I know that people here (myself included) like to avoid the dealer, but maybe it's time you went for a proper diagnosis, instead of starting to throw parts at it?
 
Hey Joe

So last night I'm driving around with heat in the cool weather, yeah I thought I fixed it with the electrical on/off routine with the solenoids. Not so! I get up to go to work, no heat!, crap......ok after work I check the solenoids again with the connector unhooked and pushing it together, in and out, to hear the solenoids open and close,,,,,,ok, i'm hearing them click, both of them. WTF? So I put the car up on ramps and check the DCCV from below, all hoses and wires look good, checked all hoses to the firewall,,,,,hot, hot, hot! So what does that tell me??? DCCV is releasing hot coolant to the heater core....so why no interior heat,,,,,must be like joe says,,,,air in system,,,,so with the car tilted on the rack I open the bleed screw near the coolant tank, rev the engine to about 2k,,,,air! So I continue bleeding till I get a nice even flow. Sealing the bleed screw, I check the interior vents,,,,nice and warm, both sides! Thanks Joe! I let you know if this works.
 
Thanks for the all the help guys. I think im going to get a dccv and see what the that does for me.
 
oh fudge!

Everything seemed to be working last night, now this morning no heat again! Looks like others are having the same problems that we are!
 
Everything seemed to be working last night, now this morning no heat again! Looks like others are having the same problems that we are!

Try bleeding again. You may have a leak that is constantly letting air back in. The reservoir would be one place to look.
 
Hey Joe

Think I found it.....rebled the system and got hot air. Let it sit for 20 minutes then no hot air?!?!?? Ok, in the Ford manual it says I can test the DCCV thru the connector. You unplug the connector and test the resistance of the solenoid coils between several pins, if the resistance is between 10-23 ohms, the DCCV is no good.
The pins are - upper left and bottom right,,,,lower left and bottom right.
looking directly into the socket you see 6 female pin slots, 2 rows of 3. connect a dvom between the upper left and lower right to check resistance, then the other LL and LR.
If resistance above or below 10-23 ohm, then you start checking the wiring to the DCCV.
My reading on both was 17.5 ohms! So its off to the store for a new DCCV!
 
Think I found it.....rebled the system and got hot air. Let it sit for 20 minutes then no hot air?!?!?? Ok, in the Ford manual it says I can test the DCCV thru the connector. You unplug the connector and test the resistance of the solenoid coils between several pins, if the resistance is between 10-23 ohms, the DCCV is no good.
The pins are - upper left and bottom right,,,,lower left and bottom right.
looking directly into the socket you see 6 female pin slots, 2 rows of 3. connect a dvom between the upper left and lower right to check resistance, then the other LL and LR.
If resistance above or below 10-23 ohm, then you start checking the wiring to the DCCV.
My reading on both was 17.5 ohms! So its off to the store for a new DCCV!
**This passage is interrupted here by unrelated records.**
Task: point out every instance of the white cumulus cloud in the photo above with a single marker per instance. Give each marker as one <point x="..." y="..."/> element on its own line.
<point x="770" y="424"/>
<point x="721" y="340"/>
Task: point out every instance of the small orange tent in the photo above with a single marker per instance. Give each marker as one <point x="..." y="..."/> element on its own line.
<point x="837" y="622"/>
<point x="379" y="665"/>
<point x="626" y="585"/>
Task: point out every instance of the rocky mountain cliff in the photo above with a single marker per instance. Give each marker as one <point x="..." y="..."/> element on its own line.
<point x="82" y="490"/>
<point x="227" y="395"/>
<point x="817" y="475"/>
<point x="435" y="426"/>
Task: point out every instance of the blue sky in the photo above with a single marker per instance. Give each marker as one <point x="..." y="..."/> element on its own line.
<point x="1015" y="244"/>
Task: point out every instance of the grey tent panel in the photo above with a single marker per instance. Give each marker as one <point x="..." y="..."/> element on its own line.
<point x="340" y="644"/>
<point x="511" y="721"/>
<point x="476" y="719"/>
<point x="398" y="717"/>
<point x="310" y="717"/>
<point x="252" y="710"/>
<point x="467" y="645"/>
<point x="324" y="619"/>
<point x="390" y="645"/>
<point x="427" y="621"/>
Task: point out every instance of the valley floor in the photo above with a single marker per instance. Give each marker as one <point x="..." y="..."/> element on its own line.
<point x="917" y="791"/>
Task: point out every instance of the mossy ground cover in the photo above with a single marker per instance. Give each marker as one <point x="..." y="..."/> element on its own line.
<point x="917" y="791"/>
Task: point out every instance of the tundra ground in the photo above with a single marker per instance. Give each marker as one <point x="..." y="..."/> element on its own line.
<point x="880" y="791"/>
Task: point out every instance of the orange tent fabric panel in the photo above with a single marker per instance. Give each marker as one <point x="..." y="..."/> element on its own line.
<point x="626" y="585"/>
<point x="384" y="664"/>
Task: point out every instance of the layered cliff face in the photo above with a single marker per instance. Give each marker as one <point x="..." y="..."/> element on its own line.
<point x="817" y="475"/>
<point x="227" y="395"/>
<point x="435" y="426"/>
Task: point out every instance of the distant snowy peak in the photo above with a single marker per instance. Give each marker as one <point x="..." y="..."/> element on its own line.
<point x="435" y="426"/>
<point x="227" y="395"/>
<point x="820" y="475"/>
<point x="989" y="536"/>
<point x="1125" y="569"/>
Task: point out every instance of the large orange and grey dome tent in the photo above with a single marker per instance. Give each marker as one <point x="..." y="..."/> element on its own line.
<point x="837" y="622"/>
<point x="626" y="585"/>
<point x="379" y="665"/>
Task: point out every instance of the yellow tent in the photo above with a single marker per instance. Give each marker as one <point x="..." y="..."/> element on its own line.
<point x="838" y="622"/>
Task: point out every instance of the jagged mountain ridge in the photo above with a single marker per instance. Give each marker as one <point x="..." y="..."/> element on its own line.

It's possible that the DCCV is the source of the leak, and therefore the problem. However, 17.5 ohms is the correct reading for coil resistance. The service manual says that any resistance between 10 and 23 is good. 17.5 is between 10 and 23. In fact, it's almost exactly in the middle, where you would expect it to be. Another way to look at the spec is that the resistance should be 16.5 ohms +/- 40% or 16.5 ohms +/- 6.5 ohms.